On a hot, rainy night, twelve nameless men, selected for a jury from various walks of life, wearily trudge into a room to begin their mandated deliberations, having just been presented with the sad facts of the case of a young boy accused of having stabbed his father to death. All of them seem to be in perfect accord, and some of them are very eager to leave the proceedings behind and return to their lives outside the court.
Then the jury foreman, perfunctorily, asks for votes for "guilty".
And then he ask for votes for "not guilty".
And from seemingly out of nowhere, one single, solitary hand is raised…
Over the next ninety minutes, the jurors revisit and question their seemingly foregone conclusions about the trial and about the boy's guilt, introducing into the proceedings outside research conducted by a juror, and broad assumptions which, it could be argued, go beyond the legal definition of reasonable doubt and would never be allowed, were the situation a real jury one. Technical and legal criticisms aside, however, the many different arguments by which each juror is swayed make for fascinating following and viewing.
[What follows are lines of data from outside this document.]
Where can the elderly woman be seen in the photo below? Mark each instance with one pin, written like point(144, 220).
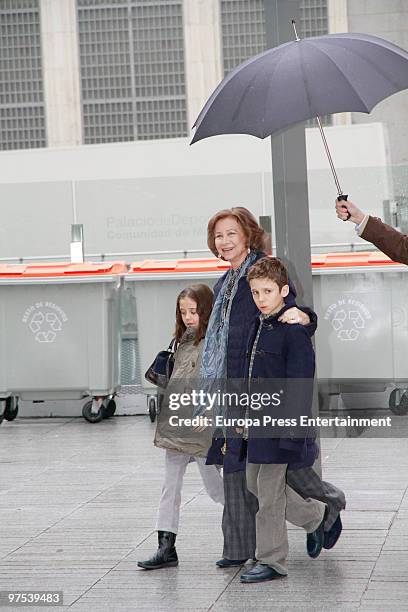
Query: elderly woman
point(235, 236)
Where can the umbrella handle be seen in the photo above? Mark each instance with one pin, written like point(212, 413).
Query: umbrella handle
point(344, 197)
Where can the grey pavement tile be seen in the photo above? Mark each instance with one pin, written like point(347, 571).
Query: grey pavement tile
point(396, 543)
point(291, 589)
point(101, 486)
point(387, 593)
point(282, 607)
point(391, 565)
point(374, 500)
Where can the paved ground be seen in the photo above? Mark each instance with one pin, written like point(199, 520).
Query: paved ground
point(77, 510)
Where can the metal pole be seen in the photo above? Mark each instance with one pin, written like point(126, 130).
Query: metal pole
point(329, 157)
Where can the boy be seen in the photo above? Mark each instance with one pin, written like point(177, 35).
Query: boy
point(282, 352)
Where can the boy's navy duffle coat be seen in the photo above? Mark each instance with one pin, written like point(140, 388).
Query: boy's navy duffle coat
point(242, 316)
point(283, 352)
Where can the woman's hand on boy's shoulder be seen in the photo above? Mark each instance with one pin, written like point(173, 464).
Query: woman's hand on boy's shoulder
point(294, 315)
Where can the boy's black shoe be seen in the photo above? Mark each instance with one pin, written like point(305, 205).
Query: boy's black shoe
point(315, 539)
point(260, 573)
point(166, 555)
point(230, 562)
point(331, 536)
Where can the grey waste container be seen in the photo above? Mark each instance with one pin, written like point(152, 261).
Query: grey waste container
point(362, 336)
point(60, 334)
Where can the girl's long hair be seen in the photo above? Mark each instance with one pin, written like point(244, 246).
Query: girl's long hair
point(203, 297)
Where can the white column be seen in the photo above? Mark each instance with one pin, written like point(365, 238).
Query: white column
point(59, 40)
point(202, 39)
point(338, 22)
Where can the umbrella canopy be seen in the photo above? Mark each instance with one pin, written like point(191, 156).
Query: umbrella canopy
point(303, 79)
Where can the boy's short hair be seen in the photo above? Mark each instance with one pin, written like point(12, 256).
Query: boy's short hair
point(271, 268)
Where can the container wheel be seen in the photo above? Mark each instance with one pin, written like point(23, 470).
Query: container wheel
point(89, 415)
point(152, 403)
point(11, 409)
point(109, 409)
point(398, 407)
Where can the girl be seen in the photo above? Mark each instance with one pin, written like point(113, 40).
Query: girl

As the film begins, above-eye-level cameras fitted with wide-angle lenses photographically represent and convey enormous distance between the jurors, in both the idealogical and spatial senses. But by the end of the film, telephoto lenses placed below eye level show each juror in closeup, which, along with the ever-increasing lateness of the hour and the steaming humidity and rain, create an almost tangible tension and sense of claustrophobia.
In the end, the film is a grippingly paced drama of one man's struggle to find truth against overwhelming opposition, and an overt glorification of the American jury system, not to mention twelve very different actors at the height of their craft.